The accident happened during the Jan. 8, 2005 matinée at the Gershwin Theatre, and stunned the cast, crew and sellout crowd.
“I thought I had punctured my lungs or something,” Menzel told me in a recent and rare one-on-one sit-down interview. “It was crazy and I was surrounded backstage by all the crew, who were my friends. They were trying to get me to breathe and were afraid to move me because they wanted to make sure my spine was OK. It was scary.”
Menzel fractured a rib. But the next day, without makeup and dressed simply in a tracksuit and sneakers, she made a surprise entrance at the very end of the matinée to sing a few bars in the finale, and received a five-minute standing ovation.
Clearly, the show must go on for Menzel, who is nothing if not well rehearsed. “I warm up with my voice teacher,” she said. “We treat (this tour) like an athlete trains for the Olympics. You don’t run a marathon coming out of nowhere. It’s important to train, especially for when you have a cold or you’re having a bad day. You have to be able to get up there on stage and still be powerful even if you’re not 100 per cent.”
Menzel first earned notice in 1996 in the Broadway musical Rent. She won a best-actress Tony Award in 2004 for playing Elphaba — a role she would reprise when the musical opened in London’s West End in 2006.
Superstardom came in 2013 when Menzel voiced the character of Elsa in the Disney movie Frozen, and she topped the charts with her Oscar-winning anthem Let It Go from the soundtrack.
When asked if she will star in the upcoming Broadway adaptation of Frozen, Menzel replied:“We’ll see if they want me to. They’re still working on the story, and I might be too old to play Elsa onstage.”
She credits her success to working as a wedding and bar mitzvah singer when she was a teenager. “You have to learn all kinds of music,” she said. “It really makes you a good listener. It also builds a thicker skin because you’re up there pouring your heart out and no one is listening. So I think a lot of who I am today, I learned from that experience.”
Menzel, whose musical theatre idol growing up was Barbra Streisand, has become a role model for a new generation of young girls who discovered her via Frozen.
“It’s beautiful, but also quite a responsibility,” she said. “It makes me need to be on my game and make sure that I am practising what I preach. I am out there singing about empowerment and accepting who you are, and what makes you extraordinary in this world. So I make sure I do that for myself. … I don’t want to be hypocritical. It’s a big responsibility, not just to young girls, but also to young boys.”
Menzel’s gay fans are also legion. Beyond her championing LGBT civil rights, what is it about her that they adore?

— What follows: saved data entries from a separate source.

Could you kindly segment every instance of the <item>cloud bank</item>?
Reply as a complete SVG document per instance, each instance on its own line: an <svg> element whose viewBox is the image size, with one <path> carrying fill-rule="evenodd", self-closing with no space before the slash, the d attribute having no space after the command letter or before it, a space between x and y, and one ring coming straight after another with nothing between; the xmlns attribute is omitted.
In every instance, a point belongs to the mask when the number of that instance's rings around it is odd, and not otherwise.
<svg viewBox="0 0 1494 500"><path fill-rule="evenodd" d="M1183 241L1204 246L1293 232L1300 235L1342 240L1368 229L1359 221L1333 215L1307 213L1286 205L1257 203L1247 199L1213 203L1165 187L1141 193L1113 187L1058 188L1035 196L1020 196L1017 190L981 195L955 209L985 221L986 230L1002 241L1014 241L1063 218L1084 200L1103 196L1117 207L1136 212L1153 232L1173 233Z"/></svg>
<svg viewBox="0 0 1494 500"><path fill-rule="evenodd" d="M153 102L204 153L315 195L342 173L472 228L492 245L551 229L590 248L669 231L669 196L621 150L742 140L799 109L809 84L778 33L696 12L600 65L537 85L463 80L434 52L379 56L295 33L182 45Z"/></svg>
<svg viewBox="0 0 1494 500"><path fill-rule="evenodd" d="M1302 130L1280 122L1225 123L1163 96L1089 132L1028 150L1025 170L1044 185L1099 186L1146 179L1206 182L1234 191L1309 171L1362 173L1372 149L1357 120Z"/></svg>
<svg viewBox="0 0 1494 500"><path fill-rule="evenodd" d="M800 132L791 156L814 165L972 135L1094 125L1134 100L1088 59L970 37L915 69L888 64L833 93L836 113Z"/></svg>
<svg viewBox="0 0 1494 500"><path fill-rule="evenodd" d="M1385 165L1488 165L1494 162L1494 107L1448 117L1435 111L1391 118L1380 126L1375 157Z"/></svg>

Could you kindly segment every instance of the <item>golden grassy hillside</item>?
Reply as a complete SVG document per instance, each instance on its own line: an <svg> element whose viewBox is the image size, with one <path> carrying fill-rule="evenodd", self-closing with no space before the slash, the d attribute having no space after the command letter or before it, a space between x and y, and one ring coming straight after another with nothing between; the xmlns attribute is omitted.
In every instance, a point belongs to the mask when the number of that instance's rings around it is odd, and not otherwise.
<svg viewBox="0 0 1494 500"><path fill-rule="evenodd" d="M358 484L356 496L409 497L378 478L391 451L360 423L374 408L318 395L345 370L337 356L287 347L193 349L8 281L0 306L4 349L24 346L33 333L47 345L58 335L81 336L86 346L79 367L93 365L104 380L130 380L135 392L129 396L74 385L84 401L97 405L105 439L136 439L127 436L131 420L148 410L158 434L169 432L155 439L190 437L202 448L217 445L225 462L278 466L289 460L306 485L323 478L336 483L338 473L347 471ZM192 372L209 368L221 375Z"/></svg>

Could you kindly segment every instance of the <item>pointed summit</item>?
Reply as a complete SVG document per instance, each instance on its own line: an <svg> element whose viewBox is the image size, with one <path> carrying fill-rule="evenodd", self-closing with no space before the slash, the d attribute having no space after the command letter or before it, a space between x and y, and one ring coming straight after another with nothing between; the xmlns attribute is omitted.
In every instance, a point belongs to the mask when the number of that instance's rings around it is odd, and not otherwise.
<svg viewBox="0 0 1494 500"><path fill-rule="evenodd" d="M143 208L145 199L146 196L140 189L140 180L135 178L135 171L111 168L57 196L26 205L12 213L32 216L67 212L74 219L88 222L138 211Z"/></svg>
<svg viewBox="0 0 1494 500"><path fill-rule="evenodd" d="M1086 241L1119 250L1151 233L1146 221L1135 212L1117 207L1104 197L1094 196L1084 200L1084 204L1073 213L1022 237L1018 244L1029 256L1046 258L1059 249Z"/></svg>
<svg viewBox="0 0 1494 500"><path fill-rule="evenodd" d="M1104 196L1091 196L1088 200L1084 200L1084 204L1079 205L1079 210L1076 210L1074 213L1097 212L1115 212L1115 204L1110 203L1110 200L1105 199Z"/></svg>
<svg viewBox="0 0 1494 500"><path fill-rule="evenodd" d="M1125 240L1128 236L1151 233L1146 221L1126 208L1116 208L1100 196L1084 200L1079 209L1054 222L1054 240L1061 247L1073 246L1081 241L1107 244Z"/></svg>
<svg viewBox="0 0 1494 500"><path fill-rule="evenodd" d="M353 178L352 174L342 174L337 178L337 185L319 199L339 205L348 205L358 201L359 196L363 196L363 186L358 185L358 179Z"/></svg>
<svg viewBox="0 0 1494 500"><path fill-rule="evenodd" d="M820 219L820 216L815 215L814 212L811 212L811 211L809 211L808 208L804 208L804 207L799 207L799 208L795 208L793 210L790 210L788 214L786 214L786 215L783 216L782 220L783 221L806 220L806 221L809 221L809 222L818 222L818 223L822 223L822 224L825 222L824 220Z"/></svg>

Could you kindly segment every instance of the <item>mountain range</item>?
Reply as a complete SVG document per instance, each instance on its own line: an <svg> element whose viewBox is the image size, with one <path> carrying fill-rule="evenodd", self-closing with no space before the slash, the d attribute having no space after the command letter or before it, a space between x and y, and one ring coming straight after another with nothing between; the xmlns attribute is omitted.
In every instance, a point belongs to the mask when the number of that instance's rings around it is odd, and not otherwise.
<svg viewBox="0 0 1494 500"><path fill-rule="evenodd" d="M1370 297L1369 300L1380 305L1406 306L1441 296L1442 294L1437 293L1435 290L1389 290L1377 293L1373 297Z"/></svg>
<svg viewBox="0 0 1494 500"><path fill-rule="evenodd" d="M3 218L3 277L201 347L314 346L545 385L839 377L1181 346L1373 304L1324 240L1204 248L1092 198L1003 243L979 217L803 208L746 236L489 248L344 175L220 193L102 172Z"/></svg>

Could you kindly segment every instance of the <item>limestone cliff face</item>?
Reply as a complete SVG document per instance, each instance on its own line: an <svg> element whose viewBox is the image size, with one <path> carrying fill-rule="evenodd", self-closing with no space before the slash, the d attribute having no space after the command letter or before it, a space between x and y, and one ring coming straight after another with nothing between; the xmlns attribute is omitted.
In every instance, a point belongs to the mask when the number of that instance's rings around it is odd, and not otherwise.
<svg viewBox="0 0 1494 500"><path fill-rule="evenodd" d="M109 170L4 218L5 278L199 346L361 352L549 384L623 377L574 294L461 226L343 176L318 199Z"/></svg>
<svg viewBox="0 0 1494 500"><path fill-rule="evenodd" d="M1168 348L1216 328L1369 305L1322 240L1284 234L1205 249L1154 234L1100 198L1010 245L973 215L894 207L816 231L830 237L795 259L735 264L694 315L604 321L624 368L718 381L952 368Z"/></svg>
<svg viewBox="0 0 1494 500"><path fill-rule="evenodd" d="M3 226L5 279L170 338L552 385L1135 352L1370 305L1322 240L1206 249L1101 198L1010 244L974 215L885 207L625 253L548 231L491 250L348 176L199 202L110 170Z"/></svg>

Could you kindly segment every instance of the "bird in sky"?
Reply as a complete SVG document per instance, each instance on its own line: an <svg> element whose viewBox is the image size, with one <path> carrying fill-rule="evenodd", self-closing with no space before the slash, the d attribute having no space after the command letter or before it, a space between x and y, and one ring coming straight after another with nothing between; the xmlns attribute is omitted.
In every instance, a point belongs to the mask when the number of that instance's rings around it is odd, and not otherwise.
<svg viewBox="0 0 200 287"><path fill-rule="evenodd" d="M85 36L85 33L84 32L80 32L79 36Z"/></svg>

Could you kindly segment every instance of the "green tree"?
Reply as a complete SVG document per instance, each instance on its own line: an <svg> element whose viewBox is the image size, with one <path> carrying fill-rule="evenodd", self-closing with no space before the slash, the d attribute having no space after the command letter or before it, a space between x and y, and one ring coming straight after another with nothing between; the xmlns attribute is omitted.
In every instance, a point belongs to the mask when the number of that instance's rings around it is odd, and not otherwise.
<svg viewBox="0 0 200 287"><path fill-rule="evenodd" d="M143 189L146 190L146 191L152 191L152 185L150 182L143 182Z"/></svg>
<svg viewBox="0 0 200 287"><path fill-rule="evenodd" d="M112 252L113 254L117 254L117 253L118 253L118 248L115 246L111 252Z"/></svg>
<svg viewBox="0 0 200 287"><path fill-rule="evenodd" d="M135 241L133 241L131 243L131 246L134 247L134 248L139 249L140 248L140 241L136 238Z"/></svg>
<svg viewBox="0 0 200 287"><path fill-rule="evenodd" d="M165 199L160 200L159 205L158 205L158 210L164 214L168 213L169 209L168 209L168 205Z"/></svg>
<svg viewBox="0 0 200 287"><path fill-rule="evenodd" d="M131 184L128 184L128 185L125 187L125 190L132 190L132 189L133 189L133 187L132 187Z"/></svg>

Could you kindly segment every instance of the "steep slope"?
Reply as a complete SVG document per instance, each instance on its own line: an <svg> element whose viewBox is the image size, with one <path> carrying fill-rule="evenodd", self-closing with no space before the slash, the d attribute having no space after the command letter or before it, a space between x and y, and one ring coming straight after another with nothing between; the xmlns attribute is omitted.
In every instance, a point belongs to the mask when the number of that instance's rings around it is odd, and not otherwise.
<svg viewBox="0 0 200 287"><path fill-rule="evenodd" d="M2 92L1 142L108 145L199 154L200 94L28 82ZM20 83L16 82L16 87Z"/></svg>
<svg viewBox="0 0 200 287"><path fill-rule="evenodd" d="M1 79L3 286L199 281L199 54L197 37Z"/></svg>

“That question is always one of the hardest ones for me to answer, because I’m not quite sure,” Menzel replied. “I think it’s partly the underdog characters that I’ve played — characters who overcome alienation or being ostracized, who overcome adversity to feel beautiful. Also, good big hair, a good big voice and a nice vibrato is always good for the gay community. I owe everything to my gay fans, ever since my Rent days.”
When asked if she is a diva, Menzel laughed and Googled a definition. “I’m not, in the negative context they use it these days. I hope I’m not,” she said. “I’m grappling with asking for what I need (to do my job) as a powerful woman in this world, because women get a bad rap when they stand up and speak for themselves. But I’m pretty low maintenance, I would say. It’s a balance. It all ties into Frozen and Elsa and not being afraid to embrace power and harness it, and know you can change the world.”
Night after night, show after show, Menzel is reminded of her dreams and aspirations. “I still like giving autographs to fans,” she said. “I remember when I was a little girl, I used to practise what my autograph should look like. So when young girls come up to me after a show, even if I’m tired or weary, I remember that.”